There was a big article about this and a couple of other hay/grasses being natural wormers in the "Goat Rancher" magazine a year or two ago. It was pretty interesting. If I remember correctly, Lespedeza and some others are supposed to be naturally high in "Tannins" which supposedly are natural worm detourants. I think like tobacco???

Anyway, it was a good article and we talked about trying it but we would have to take a pasture out of our rotation for a year or so and we just couldn't make it work.

Keep us updated with results if you do, would be interesting.


----------



## T.J. (Mar 27, 2011)

thanks.

if i can track down a bag of seed i am going to try it. 1 bag sould go over my 2 acre "test" plot.i have also read that after you plant it in the spring you can go back in the fall and drill orchard grass into the stand.i may try that if i dont get a good stand of the Sericea.

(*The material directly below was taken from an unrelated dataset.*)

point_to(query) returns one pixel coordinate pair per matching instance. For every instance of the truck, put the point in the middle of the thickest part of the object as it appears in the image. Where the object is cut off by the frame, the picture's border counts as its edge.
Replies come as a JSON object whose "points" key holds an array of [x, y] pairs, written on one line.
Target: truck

how well will goats eat orchardgrass? - i know horses and cows love it. or would timothy be better? (to drill into Sericea)

thanks again,
T.J.


----------



## mogolady (Mar 30, 2011)

I don't know about the orchard grass but we had some hay with Timothey and ours did not eat it well at all. But, you know they are all different. Some of mine LOVE sunflower seeds and some won't touch them???


----------



## lilhill (Mar 30, 2011)

We planted orchard grass along with chicory and Max Q fescue and the goats really love it.


----------